WATER flows on Mars, at least for part of the Martian year. That makes the red planet more habitable than we had thought, but then so probably is one of Saturn’s moons, Enceladus, and one of Jupiter’s, Ganymede. They both seem to harbour vast oceans of liquid water beneath their surfaces.
News that opens up the possibility of life beyond Earth is coming in thick and fast at the moment. Much of it comes from discoveries beyond our solar system, since we have been detecting planets around distant stars since 1992. The tally at the online Extrasolar Planets Encylopaedia stands currently at about 2000.
The figure of 2000 is impressive enough, but the real value of that number comes in helping us to estimate what proportion of all stars have orbiting planets. Even restricting our estimate only to sun-like stars with Earth-like planets, the answer is about two per cent, or about eight billion in our galaxy, the Milky Way, and perhaps 16 billion billion in the observable universe.

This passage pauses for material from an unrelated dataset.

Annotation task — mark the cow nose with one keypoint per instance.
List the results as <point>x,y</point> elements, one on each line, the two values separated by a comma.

Telescopes are now looking at the atmosphere of these planets, searching for tell-tale signs of chemicals associated with life, and theologians are already wondering about the implications of a positive result. Some of that work is sponsored by NASA, which appreciates the place of religion in how people would make sense of such a finding.
SUCH ruminations about extra-terrestrial life are not breaking entirely new ground, however. Popular commentators like to hold up Giordano Bruno (1548-1600) as the pioneer in proposing that the universe is full of life, not least because the public likes a rebel, and Bruno was that — and was burnt at the stake as a result.
Speculation, however, goes further back than Bruno. Nicholas of Cusa (1401-64) was every bit as much an insider as Bruno was an outsider, and he more or less took it for granted that “the regions of the sun and other stars” are in-habited. His Franciscan contemporary Guillaume de Vaurouillon (c.1392-1463) was another significant writer on this topic.
Among post-Reformation Anglicans, John Wilkins (1614-72), a Bishop of Chester and founder of the Royal Society, pondered the significance of life beyond Earth in a volume published in 1684. The title is so long that A Discovery of a New World: or a discourse tending to prove, that ’tis probable there may be another habitable world in the Moon reproduces only about a third of it. Discussions of the Bible, the Fathers, Aquinas, Cusa, contemporary Jesuits, and the pagan writers of antiquity fill every page.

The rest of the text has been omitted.